Loading data¶
This topic provides best practices, general guidelines, and important considerations for loading staged data.
Options for selecting staged data files¶
The COPY command supports several options for loading data files from a stage:
By path (internal stages) / prefix (Amazon S3 bucket). See Organizing data by path for information.
Specifying a list of specific files to load.
Using pattern matching to identify specific files by pattern.
These options enable you to copy a fraction of the staged data into Snowflake with a single command. This allows you to execute concurrent COPY statements that match a subset of files, taking advantage of parallel operations.
Lists of files¶
The COPY INTO <table> command includes a FILES parameter to load files by specific name.
Tip
Of the three options for identifying/specifying data files to load from a stage, providing a discrete list of files is generally the fastest; however, the FILES parameter supports a maximum of 1,000 files, meaning a COPY command executed with the FILES parameter can only load up to 1,000 files.
For example:
COPY INTO load1 FROM @%load1/data1/ FILES=('test1.csv', 'test2.csv', 'test3.csv')

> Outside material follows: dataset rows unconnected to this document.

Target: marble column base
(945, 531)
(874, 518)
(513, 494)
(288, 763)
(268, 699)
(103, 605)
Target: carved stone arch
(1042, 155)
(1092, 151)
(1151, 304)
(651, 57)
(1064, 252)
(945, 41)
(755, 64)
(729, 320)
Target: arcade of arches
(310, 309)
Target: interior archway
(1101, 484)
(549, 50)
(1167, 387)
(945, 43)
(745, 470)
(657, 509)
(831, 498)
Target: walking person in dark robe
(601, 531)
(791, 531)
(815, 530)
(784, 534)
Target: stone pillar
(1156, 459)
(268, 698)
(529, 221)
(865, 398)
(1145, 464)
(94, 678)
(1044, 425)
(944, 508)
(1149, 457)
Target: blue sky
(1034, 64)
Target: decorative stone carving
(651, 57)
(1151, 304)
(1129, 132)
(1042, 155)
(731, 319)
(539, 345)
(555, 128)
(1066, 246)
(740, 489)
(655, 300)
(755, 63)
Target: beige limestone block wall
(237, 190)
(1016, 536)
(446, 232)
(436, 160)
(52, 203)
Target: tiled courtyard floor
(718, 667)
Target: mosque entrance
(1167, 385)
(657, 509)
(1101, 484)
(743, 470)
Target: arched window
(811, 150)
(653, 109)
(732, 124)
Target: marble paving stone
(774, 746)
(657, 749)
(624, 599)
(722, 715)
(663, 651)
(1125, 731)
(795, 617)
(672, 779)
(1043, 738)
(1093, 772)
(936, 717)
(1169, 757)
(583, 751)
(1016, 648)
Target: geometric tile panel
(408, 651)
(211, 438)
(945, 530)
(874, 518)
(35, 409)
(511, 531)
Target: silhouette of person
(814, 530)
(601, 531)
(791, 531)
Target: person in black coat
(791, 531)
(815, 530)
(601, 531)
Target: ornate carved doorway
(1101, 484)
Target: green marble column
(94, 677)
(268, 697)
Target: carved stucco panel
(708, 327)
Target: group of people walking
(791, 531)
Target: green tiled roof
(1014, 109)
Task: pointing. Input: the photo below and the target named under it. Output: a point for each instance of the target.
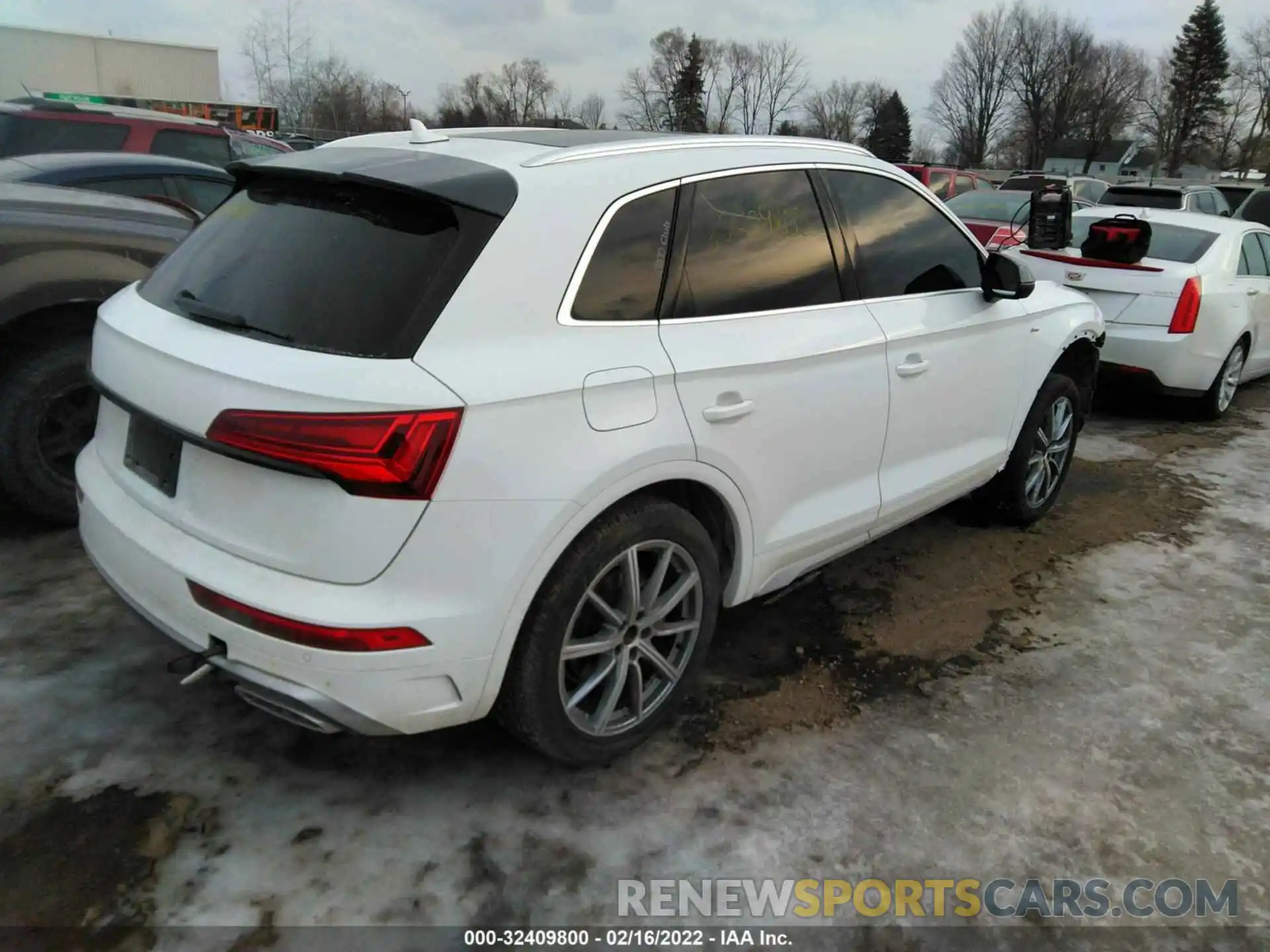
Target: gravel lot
(1083, 698)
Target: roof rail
(558, 157)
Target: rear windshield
(992, 206)
(28, 135)
(1256, 208)
(1169, 243)
(1142, 197)
(1031, 183)
(349, 270)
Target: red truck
(945, 180)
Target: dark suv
(63, 252)
(1205, 200)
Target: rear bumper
(1152, 358)
(432, 587)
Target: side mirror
(1006, 280)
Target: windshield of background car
(1142, 197)
(1169, 243)
(992, 206)
(335, 268)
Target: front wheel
(1214, 404)
(615, 636)
(1029, 485)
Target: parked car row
(389, 462)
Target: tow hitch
(198, 663)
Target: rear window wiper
(208, 314)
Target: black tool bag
(1124, 239)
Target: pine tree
(892, 135)
(687, 111)
(1201, 66)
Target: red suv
(31, 126)
(945, 180)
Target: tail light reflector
(1005, 237)
(332, 639)
(398, 455)
(1187, 310)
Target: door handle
(728, 412)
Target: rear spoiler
(1090, 262)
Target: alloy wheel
(66, 427)
(1050, 448)
(630, 639)
(1231, 374)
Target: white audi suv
(419, 427)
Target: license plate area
(153, 452)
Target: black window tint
(196, 146)
(756, 243)
(204, 194)
(1133, 197)
(1256, 260)
(1256, 207)
(139, 188)
(939, 183)
(624, 278)
(28, 135)
(347, 270)
(905, 244)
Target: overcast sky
(588, 45)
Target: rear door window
(1253, 260)
(1142, 198)
(755, 243)
(28, 135)
(349, 270)
(207, 147)
(202, 194)
(624, 277)
(135, 187)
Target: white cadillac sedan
(417, 427)
(1193, 317)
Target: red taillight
(370, 455)
(1187, 310)
(332, 639)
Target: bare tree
(785, 80)
(1158, 121)
(925, 146)
(1256, 67)
(591, 111)
(519, 92)
(970, 95)
(1114, 87)
(836, 112)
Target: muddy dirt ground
(132, 804)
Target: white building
(48, 61)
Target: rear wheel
(1214, 404)
(1029, 485)
(615, 636)
(48, 415)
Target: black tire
(531, 703)
(48, 411)
(1007, 493)
(1209, 407)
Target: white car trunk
(1143, 295)
(182, 374)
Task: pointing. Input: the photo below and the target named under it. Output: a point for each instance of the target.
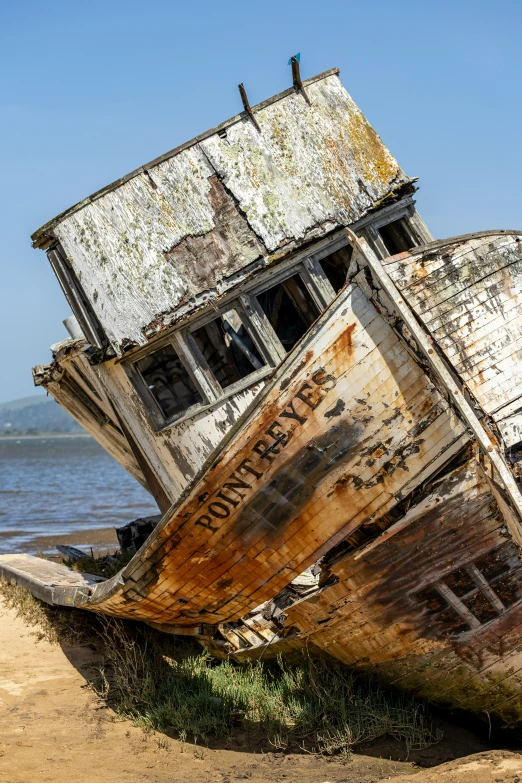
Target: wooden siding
(237, 198)
(348, 421)
(70, 379)
(467, 293)
(379, 616)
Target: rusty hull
(356, 507)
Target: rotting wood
(357, 489)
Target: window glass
(228, 348)
(395, 237)
(290, 309)
(168, 381)
(335, 267)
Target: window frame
(305, 263)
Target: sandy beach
(54, 728)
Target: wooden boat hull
(363, 453)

File lists can be combined with paths for further control over data loading.
Pattern matching¶
The COPY INTO <table> command includes a PATTERN parameter to load files using a regular expression.
For example:
COPY INTO people_data FROM @%people_data/data1/ PATTERN='.*person_data[^0-9{1,3}$$].csv';
Pattern matching using a regular expression is generally the slowest of the three options for identifying/specifying data files to load from a stage; however, this option works well if you exported your files in named order from your external application and want to batch load the files in the same order.
Pattern matching can be combined with paths for further control over data loading.
Note
The regular expression is applied differently to bulk data loads versus Snowpipe data loads.
Snowpipe trims any path segments in the stage definition from the storage location and applies the regular expression to any remaining path segments and filenames. To view the stage definition, execute the DESCRIBE STAGE command for the stage. The URL property consists of the bucket or container name and zero or more path segments. For example, if the FROM location in a COPY INTO <table> statement is
@s/path1/path2/
and the URL value for stage@s
iss3://mybucket/path1/
, then Snowpipe trims/path1/
from the storage location in the FROM clause and applies the regular expression topath2/
plus the filenames in the path.Bulk data load operations apply the regular expression to the entire storage location in the FROM clause.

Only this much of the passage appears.